Adding New Meaning to “Medical Home”

Anna Garber and Sandi Moerdorf are regular volunteers at Mountain Hope Good Shepherd Clinic

Anna Garber and Sandi Moerdorf at Mountain Hope’s Free Physicals Event.

As volunteer paper pusher during the free physicals held twice a year at Mountain Hope, I sit behind a desk in the lobby. I have a clear view of who comes in the door, and can usually tell at a glance if someone is a new patient or if they’ve been here before. The new patients come in more timidly, looking from side to side. The regulars walk straight up to the office windows.

There was no doubt in my mind about the young woman who came through the door one afternoon at the latest free physicals session. She was making for the office windows. But her two children, a girl and boy ages about 3 and 4, had other plans.

No sooner were they in the door than they rushed off to the far corner of the room, running as fast as they could. I was puzzled until I remembered – the toy box sits in that corner.  The little girl was in such a hurry that she pulled off her coat as she ran and tossed it behind her.

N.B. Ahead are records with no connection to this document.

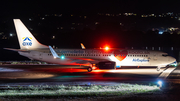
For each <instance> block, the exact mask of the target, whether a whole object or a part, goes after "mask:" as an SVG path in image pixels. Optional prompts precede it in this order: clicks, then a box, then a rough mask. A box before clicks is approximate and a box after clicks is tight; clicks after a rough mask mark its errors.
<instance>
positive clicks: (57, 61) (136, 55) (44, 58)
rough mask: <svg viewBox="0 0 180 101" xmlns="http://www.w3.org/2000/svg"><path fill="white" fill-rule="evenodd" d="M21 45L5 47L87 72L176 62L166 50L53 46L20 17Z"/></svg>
mask: <svg viewBox="0 0 180 101" xmlns="http://www.w3.org/2000/svg"><path fill="white" fill-rule="evenodd" d="M13 21H14V24H15V29H16V33H17V36H18V41H19V45H20V49H12V48H4V49H7V50H12V51H17V52H18V53H19V54H20V55H22V56H25V57H28V58H29V59H32V60H39V61H45V62H47V63H53V64H60V65H79V66H81V65H82V66H87V70H88V72H91V71H92V70H94V69H97V68H98V69H116V68H120V67H122V66H138V67H139V66H143V67H144V66H148V67H150V66H153V67H154V66H156V67H157V68H156V69H157V71H159V70H160V69H161V68H162V67H166V66H168V65H170V64H177V62H176V59H175V58H173V57H171V56H169V55H168V54H167V53H164V52H161V51H153V50H133V49H131V50H128V49H110V48H100V49H86V48H85V47H84V45H83V44H81V46H83V47H84V48H83V47H82V49H53V48H52V47H51V46H47V45H43V44H41V43H39V42H38V41H37V40H36V38H35V37H34V36H33V35H32V34H31V32H30V31H29V30H28V29H27V28H26V26H25V25H24V24H23V23H22V22H21V20H20V19H13Z"/></svg>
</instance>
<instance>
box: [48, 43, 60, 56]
mask: <svg viewBox="0 0 180 101" xmlns="http://www.w3.org/2000/svg"><path fill="white" fill-rule="evenodd" d="M49 49H50V51H51V53H52V55H53V57H54V58H55V59H57V58H60V57H59V56H58V54H57V53H56V52H55V51H54V49H53V48H52V47H51V46H49Z"/></svg>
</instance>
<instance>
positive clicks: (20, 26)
mask: <svg viewBox="0 0 180 101" xmlns="http://www.w3.org/2000/svg"><path fill="white" fill-rule="evenodd" d="M13 20H14V24H15V28H16V33H17V36H18V40H19V45H20V48H21V49H27V50H33V49H38V48H48V46H45V45H42V44H41V43H39V42H38V41H37V40H36V38H35V37H34V36H33V35H32V34H31V32H30V31H29V30H28V29H27V28H26V26H25V25H24V24H23V23H22V22H21V20H20V19H13Z"/></svg>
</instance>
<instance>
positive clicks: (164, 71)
mask: <svg viewBox="0 0 180 101" xmlns="http://www.w3.org/2000/svg"><path fill="white" fill-rule="evenodd" d="M174 69H176V68H175V67H169V68H168V69H166V70H165V71H163V72H162V73H161V75H160V76H159V77H158V78H164V79H166V78H167V77H168V76H169V74H170V73H171V72H172V71H173V70H174Z"/></svg>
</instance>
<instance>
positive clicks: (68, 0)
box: [0, 0, 180, 16]
mask: <svg viewBox="0 0 180 101" xmlns="http://www.w3.org/2000/svg"><path fill="white" fill-rule="evenodd" d="M179 4H180V1H178V0H176V1H175V0H171V1H170V0H98V1H97V0H83V1H82V0H63V1H62V0H28V1H27V0H10V1H9V0H3V1H1V3H0V7H1V9H0V10H1V14H2V15H12V16H13V15H22V14H24V15H26V14H30V13H86V14H88V13H98V12H100V13H101V12H102V13H119V12H134V13H163V12H179V10H180V6H179ZM2 15H1V16H2Z"/></svg>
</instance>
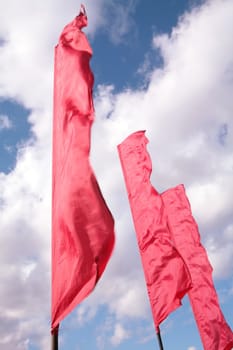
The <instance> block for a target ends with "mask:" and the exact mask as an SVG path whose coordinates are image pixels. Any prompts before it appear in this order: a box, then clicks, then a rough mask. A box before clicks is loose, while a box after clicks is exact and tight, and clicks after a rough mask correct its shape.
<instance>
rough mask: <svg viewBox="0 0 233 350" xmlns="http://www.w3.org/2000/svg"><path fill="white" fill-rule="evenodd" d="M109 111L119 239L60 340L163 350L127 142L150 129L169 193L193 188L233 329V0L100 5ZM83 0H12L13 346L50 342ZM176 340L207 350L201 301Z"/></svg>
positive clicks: (116, 237)
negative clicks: (130, 195) (66, 72)
mask: <svg viewBox="0 0 233 350" xmlns="http://www.w3.org/2000/svg"><path fill="white" fill-rule="evenodd" d="M85 5H86V9H87V12H88V17H89V26H88V28H86V29H85V32H86V33H87V35H88V38H89V41H90V43H91V45H92V47H93V50H94V55H93V58H92V62H91V65H92V69H93V72H94V75H95V89H94V99H95V101H94V102H95V110H96V120H95V124H94V125H93V130H92V151H91V162H92V165H93V168H94V170H95V173H96V175H97V178H98V181H99V184H100V187H101V189H102V192H103V194H104V196H105V199H106V201H107V203H108V205H109V208H110V209H111V211H112V213H113V215H114V218H115V226H116V246H115V250H114V253H113V256H112V258H111V260H110V262H109V264H108V267H107V270H106V272H105V274H104V276H103V278H102V279H101V280H100V282H99V284H98V286H97V288H96V289H95V291H94V292H93V293H92V295H91V296H90V297H89V298H87V299H86V301H85V302H83V303H82V304H81V305H80V306H78V307H77V308H76V309H75V310H74V311H73V312H72V314H71V315H70V316H69V317H67V318H66V319H65V320H64V321H63V322H62V324H61V330H60V342H61V344H60V349H61V350H62V349H69V350H87V349H88V350H90V349H96V350H107V349H108V350H110V349H116V350H118V349H119V350H126V349H127V350H128V349H135V350H137V349H148V350H152V349H153V350H155V349H156V348H157V340H156V337H155V332H154V326H153V321H152V316H151V311H150V307H149V302H148V298H147V293H146V289H145V283H144V278H143V272H142V267H141V261H140V257H139V253H138V248H137V242H136V238H135V232H134V228H133V224H132V219H131V214H130V210H129V204H128V200H127V195H126V190H125V185H124V181H123V176H122V172H121V168H120V162H119V159H118V154H117V149H116V146H117V144H119V143H120V142H121V141H123V139H124V138H125V137H126V136H128V135H129V134H130V133H131V132H134V131H137V130H140V129H143V130H144V129H145V130H146V131H147V132H146V135H147V137H148V139H149V141H150V143H149V145H148V150H149V152H150V155H151V158H152V162H153V174H152V178H151V180H152V183H153V185H154V186H155V187H156V188H157V189H158V190H159V191H163V190H166V189H167V188H170V187H172V186H175V185H177V184H179V183H184V184H185V187H186V189H187V194H188V196H189V199H190V202H191V206H192V210H193V214H194V216H195V218H196V220H197V222H198V225H199V228H200V233H201V237H202V243H203V245H204V246H205V248H206V249H207V252H208V256H209V259H210V261H211V264H212V266H213V268H214V281H215V286H216V289H217V292H218V296H219V300H220V303H221V308H222V310H223V312H224V315H225V317H226V320H227V321H228V323H229V324H230V326H231V327H232V326H233V313H232V304H233V303H232V300H233V272H232V260H233V216H232V214H233V209H232V208H233V181H232V176H233V115H232V111H233V98H232V91H233V40H232V33H233V1H232V0H211V1H201V0H199V1H197V0H156V1H155V0H146V1H145V0H144V1H142V0H128V1H125V0H118V1H116V0H115V1H114V0H95V1H91V0H86V2H85ZM79 7H80V2H79V1H74V0H69V1H67V0H56V1H55V0H47V1H36V0H21V1H17V0H8V1H4V2H3V1H2V2H1V3H0V211H1V212H0V278H1V286H0V347H1V349H3V350H13V349H14V350H38V349H39V350H47V349H49V344H50V207H51V206H50V204H51V133H52V96H53V54H54V46H55V45H56V43H57V40H58V37H59V34H60V32H61V30H62V28H63V27H64V26H65V24H67V23H68V22H69V21H70V20H72V19H73V17H74V16H75V15H76V14H77V12H78V11H79ZM183 304H184V305H183V306H182V307H181V308H179V310H177V311H175V312H174V313H173V314H172V315H170V316H169V317H168V319H167V320H166V321H165V322H163V323H162V325H161V332H162V337H163V342H164V348H165V349H173V350H201V349H202V345H201V342H200V338H199V335H198V332H197V328H196V325H195V321H194V318H193V315H192V312H191V309H190V304H189V302H188V300H187V298H184V303H183Z"/></svg>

It was such a delightful scene that I laughed aloud. These children already knew that they would find toys in that corner, and they may also have known that each child is allowed to take one toy home.  They were comfortable with the Clinic. Their mother was there for her physical, but the children were just as much at home there as she was. It gave a new meaning to the phrase “medical home,” which is how the staff wants patients to feel about the Clinic.

Another incident during the same health fair underlined the message. One morning, a middle-aged man came in, slightly bent and obviously distressed. He was not feeling well. He asked how long the physical would take – at least an hour from start to finish – and said he wasn’t sure he could last that long. We said that was fine, he could leave if he didn’t complete it all.

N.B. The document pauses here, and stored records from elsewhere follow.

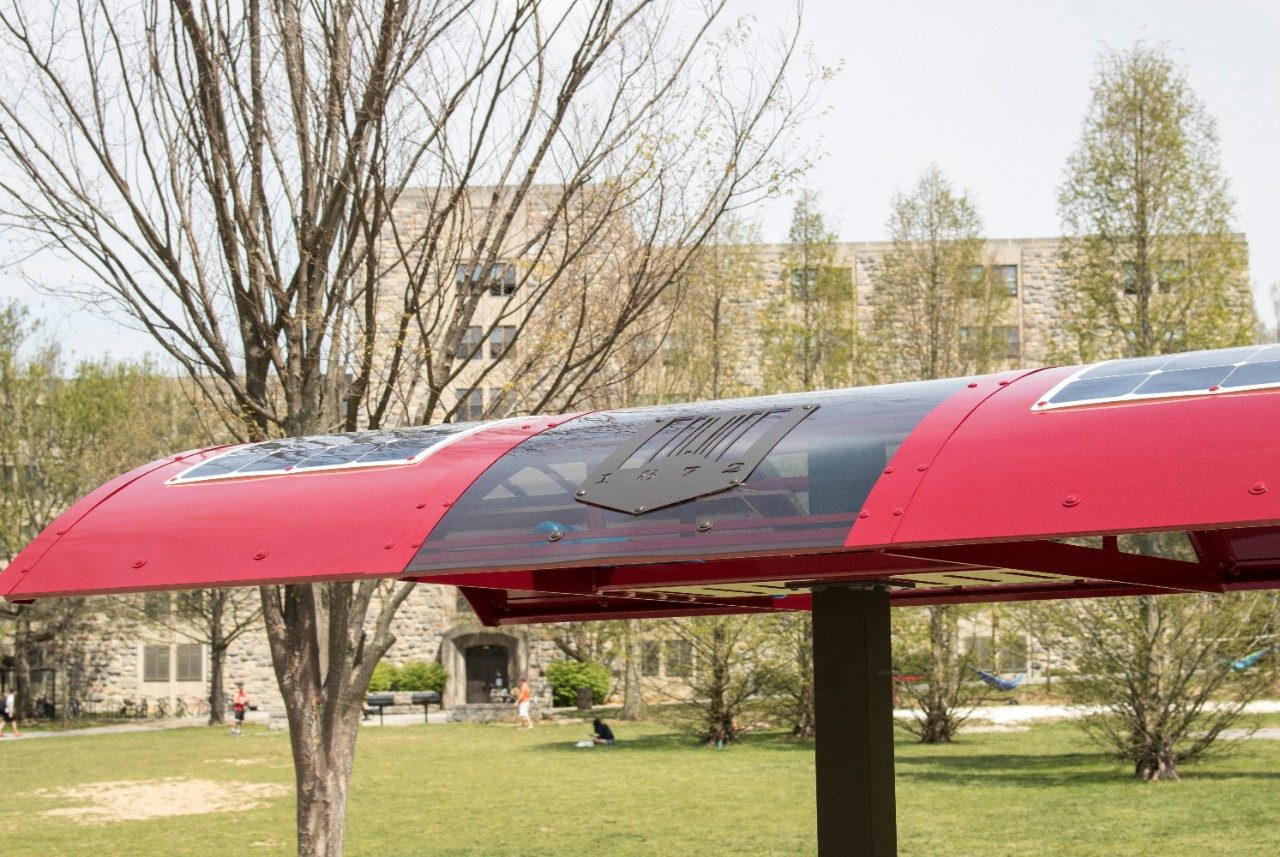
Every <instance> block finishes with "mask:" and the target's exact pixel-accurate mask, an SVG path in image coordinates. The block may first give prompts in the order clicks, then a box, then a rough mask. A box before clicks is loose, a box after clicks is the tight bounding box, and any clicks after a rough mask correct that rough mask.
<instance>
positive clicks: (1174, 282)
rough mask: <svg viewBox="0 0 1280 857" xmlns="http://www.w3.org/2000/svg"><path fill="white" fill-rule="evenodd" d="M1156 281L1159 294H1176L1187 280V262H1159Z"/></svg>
mask: <svg viewBox="0 0 1280 857" xmlns="http://www.w3.org/2000/svg"><path fill="white" fill-rule="evenodd" d="M1158 280H1160V290H1161V292H1176V290H1178V288H1179V287H1180V285H1181V284H1183V283H1184V281H1185V280H1187V262H1184V261H1183V260H1180V258H1175V260H1170V261H1167V262H1161V263H1160V272H1158Z"/></svg>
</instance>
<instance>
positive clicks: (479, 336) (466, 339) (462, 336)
mask: <svg viewBox="0 0 1280 857" xmlns="http://www.w3.org/2000/svg"><path fill="white" fill-rule="evenodd" d="M483 336H484V330H483V329H481V327H480V325H472V326H470V327H467V329H466V330H465V331H462V342H461V343H460V344H458V359H475V358H476V357H481V356H483V348H481V343H483V342H484V339H483Z"/></svg>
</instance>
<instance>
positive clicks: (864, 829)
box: [813, 585, 897, 857]
mask: <svg viewBox="0 0 1280 857" xmlns="http://www.w3.org/2000/svg"><path fill="white" fill-rule="evenodd" d="M888 610H890V606H888V590H887V588H886V587H884V586H881V585H873V586H863V587H858V586H829V587H818V588H815V590H814V592H813V660H814V693H815V716H817V725H818V738H817V742H815V750H817V779H818V854H819V857H892V856H893V854H896V853H897V819H896V817H895V801H893V702H892V684H891V683H892V668H891V661H890V624H888Z"/></svg>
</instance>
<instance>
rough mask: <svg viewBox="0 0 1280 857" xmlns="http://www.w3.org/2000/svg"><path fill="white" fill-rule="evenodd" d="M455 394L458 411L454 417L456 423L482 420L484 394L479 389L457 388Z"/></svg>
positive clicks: (483, 403)
mask: <svg viewBox="0 0 1280 857" xmlns="http://www.w3.org/2000/svg"><path fill="white" fill-rule="evenodd" d="M456 393H457V397H458V411H457V414H456V417H454V418H456V421H457V422H477V421H480V420H484V393H483V391H481V390H480V388H471V389H467V388H458V389H457V390H456Z"/></svg>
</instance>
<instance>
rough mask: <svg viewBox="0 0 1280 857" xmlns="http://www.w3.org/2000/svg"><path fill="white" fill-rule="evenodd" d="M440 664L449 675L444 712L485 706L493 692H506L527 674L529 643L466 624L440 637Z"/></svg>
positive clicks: (445, 671)
mask: <svg viewBox="0 0 1280 857" xmlns="http://www.w3.org/2000/svg"><path fill="white" fill-rule="evenodd" d="M440 664H442V665H443V666H444V672H447V673H448V674H449V680H448V682H447V683H445V684H444V706H445V707H447V709H456V707H458V706H477V705H479V706H486V705H490V704H493V702H494V697H493V695H492V691H493V689H494V688H498V687H508V688H509V687H511V683H512V682H518V680H520V677H521V675H527V674H529V640H527V637H525V636H524V634H518V636H517V634H512V633H508V632H506V631H498V629H490V628H484V627H481V625H479V624H477V623H471V622H466V623H462V624H460V625H456V627H454V628H452V629H449V631H447V632H445V633H444V634H443V636H442V637H440ZM499 680H500V682H502V683H500V684H499V683H498V682H499ZM499 707H500V706H499ZM507 707H509V706H507Z"/></svg>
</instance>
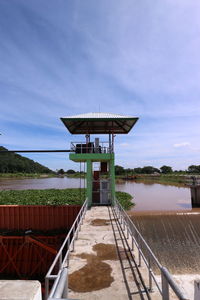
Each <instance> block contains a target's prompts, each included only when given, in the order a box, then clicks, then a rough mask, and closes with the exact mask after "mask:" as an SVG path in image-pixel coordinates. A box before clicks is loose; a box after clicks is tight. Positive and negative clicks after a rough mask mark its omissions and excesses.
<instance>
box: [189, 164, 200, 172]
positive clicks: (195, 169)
mask: <svg viewBox="0 0 200 300" xmlns="http://www.w3.org/2000/svg"><path fill="white" fill-rule="evenodd" d="M188 172H189V173H192V174H199V173H200V165H197V166H196V165H191V166H189V167H188Z"/></svg>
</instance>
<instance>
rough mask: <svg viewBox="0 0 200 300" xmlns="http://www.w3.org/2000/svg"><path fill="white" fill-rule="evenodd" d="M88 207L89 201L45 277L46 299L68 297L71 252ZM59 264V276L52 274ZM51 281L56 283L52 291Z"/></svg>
mask: <svg viewBox="0 0 200 300" xmlns="http://www.w3.org/2000/svg"><path fill="white" fill-rule="evenodd" d="M87 206H88V200H87V199H86V200H85V202H84V204H83V205H82V207H81V209H80V211H79V213H78V215H77V217H76V219H75V221H74V223H73V225H72V227H71V228H70V230H69V232H68V234H67V236H66V238H65V240H64V242H63V243H62V246H61V247H60V249H59V251H58V253H57V255H56V257H55V258H54V261H53V263H52V264H51V266H50V268H49V270H48V272H47V274H46V276H45V299H58V298H62V296H64V297H67V289H68V287H67V274H68V261H69V254H70V251H73V250H74V241H75V239H77V237H78V231H79V230H80V226H81V224H82V221H83V218H84V216H85V213H86V211H87ZM65 247H67V250H66V253H65V254H64V255H65V256H64V258H63V250H64V248H65ZM71 249H72V250H71ZM66 262H67V265H66ZM57 263H58V264H59V271H58V273H57V274H52V273H53V270H54V268H55V266H56V264H57ZM50 280H54V283H53V286H52V288H51V290H50V291H49V281H50ZM64 282H65V284H64Z"/></svg>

Some time later, we saw him in the lobby getting ready to leave. He’d completed his physical, was standing taller and looking and feeling better. “Dr. Bob always puts a smile on my face,” he said.

Dr. Bob Valosik puts a smile on many faces every day. He and Dr. Dew both volunteer their extraordinary medical skills to our patients, but they also make patients feel comfortable. Mountain Hope has truly become a “medical home” to the uninsured of our community.